E3SM-Project / e3sm_to_cmip

Tools to CMORize E3SM output
https://e3sm-to-cmip.readthedocs.io/en/latest/
MIT License
7 stars 7 forks source link

[Bug]: e2c info mode fails on table day variables #248

Closed TonyB9000 closed 5 months ago

TonyB9000 commented 8 months ago

What happened?

Attempting to run "e3sm_to_cmip --info" for for table "day", the error "cannot import name 'get_levgrnd_bnds' from 'e3sm_to_cmip.util'" is generated.

EDIT: Same error for atmos variables - on v2.1 datasets.

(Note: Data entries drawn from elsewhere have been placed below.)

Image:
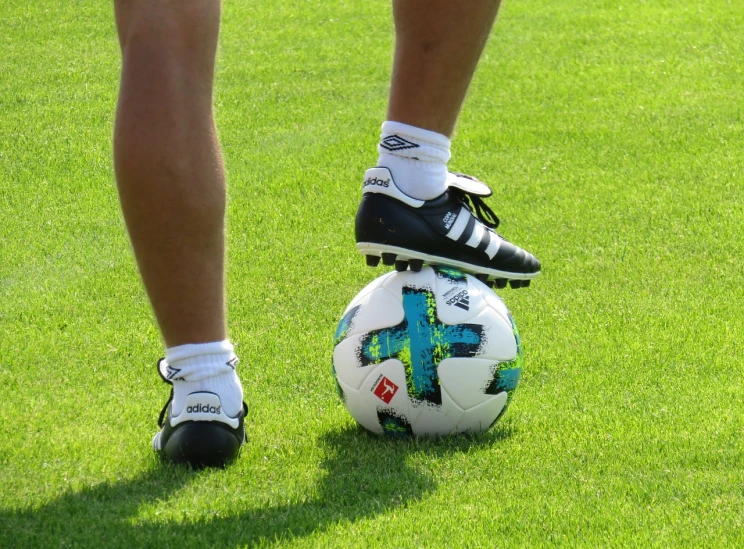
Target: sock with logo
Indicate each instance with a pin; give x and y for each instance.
(205, 367)
(416, 157)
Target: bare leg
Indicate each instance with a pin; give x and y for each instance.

Environment: Datasm (conda-env/prod.yml) with latest e2c "pip install" (version 1.11.2rc2).

What did you expect to happen? Are there are possible answers you came across?

process should return a temp-named yaml-formatted file with info for the selected variable.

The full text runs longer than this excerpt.